Hello,
I am working on an application that retrieves its data from a TEI XML file via BaseX. The following query lies at the core of this application but is too slow to be used in production: on a modern PC it requires about 600 ms to run over a 4MB file (1/10 of the complete dataset). Any suggestion on how to improve its performance (without changing the underlying TEI files) would be much appreciated.
Here is the query:
declare namespace tei='http://www.tei-c.org/ns/1.0';
/tei:TEI/tei:text/tei:body// *[self::tei:entry or self::tei:re] [./tei:form/tei:orth[. = "arci"] [ancestor-or-self::* [@xml:lang][1] [(starts-with(@xml:lang, "san"))] ] ]
In human terms is should return all the `tei:entry` or `tei:re` that
* have the word "arci" in their `/tei:form/tei:orth` element, * their nearest `xml:lang` attribute starts with 'san'.
I made some tests and it turned out that the main culprit is the use of `//` in the first line. (_Main_ culprit, not the only one...)
I use the `//` axis because I do not know what is the structure of the underlying TEI file. I expect BaseX to keep track of all the `tei:entry` and `tei:re` elements and their parents, so selecting the correct ones should be quite fast anyway. But the measurements disagree with my assumptions...
What could I do to improve the performance of this query?
Now, some remarks based on some small tests I have done:
1. Removing the
[ancestor-or-self::*[....]]
predicate slashes the run time in half, but the query is still way too slow.
2. Changing
./tei:form/tei:orth[. = "arci"]
to
./tei:form[1]/tei:orth[1][. = "arci"]
makes the query even slower.
3. changing `starts-with(@xml:lang, "san")` to `@xml:lang = 'san-xxx'` has a negligible effect.

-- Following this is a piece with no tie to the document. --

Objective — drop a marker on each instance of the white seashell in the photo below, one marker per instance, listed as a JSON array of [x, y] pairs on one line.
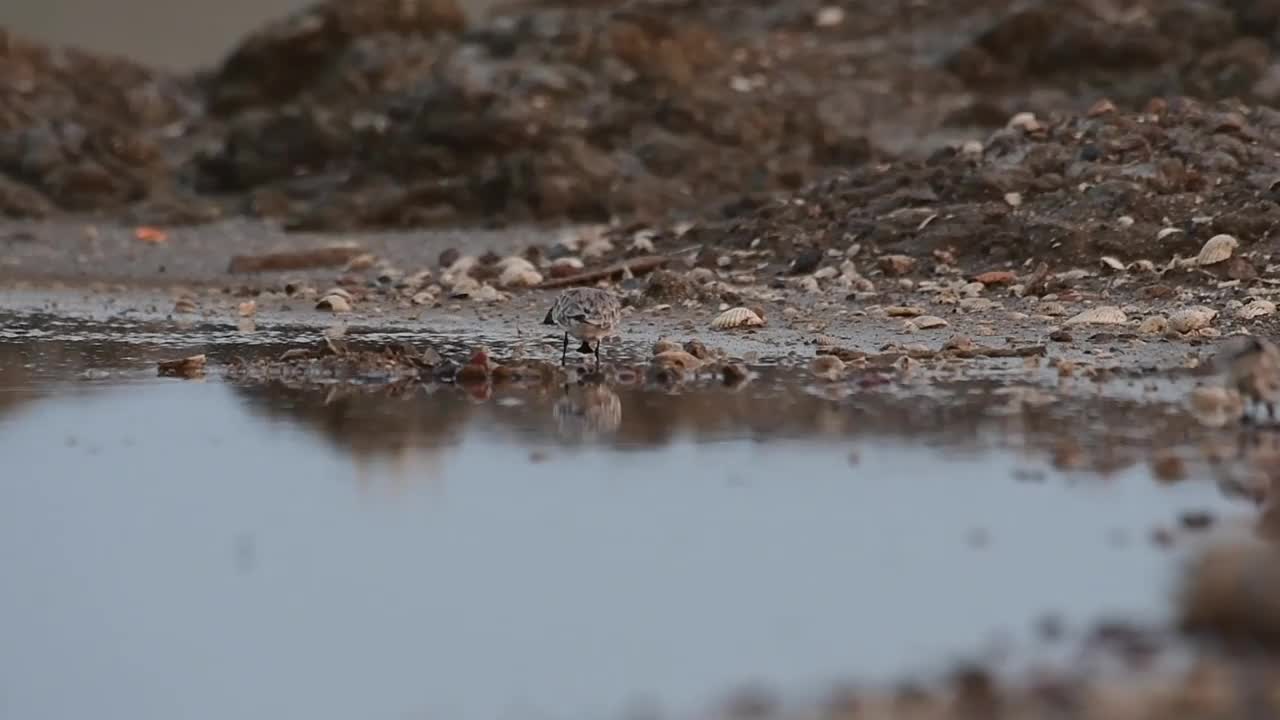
[[827, 367], [1256, 309], [513, 261], [1155, 324], [487, 294], [464, 285], [566, 264], [737, 318], [1217, 249], [516, 276], [1102, 315], [334, 304], [643, 241], [1192, 319]]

4. Dropping the `[1]` from
[@xml:lang][1]
makes the whole query twice as fast.
Regards,
-- Gioele Barabucci gioele@svario.it
Hello Gioele,
I have a souvenir that the use of namespaces was slowing down (or maybe invalidating) the structure index. Someone @BaseX will certainly correct me if I am wrong, but if your data is single namespaced, what about reloading data with the "skip namespaces" option enabled and test if performance improves ?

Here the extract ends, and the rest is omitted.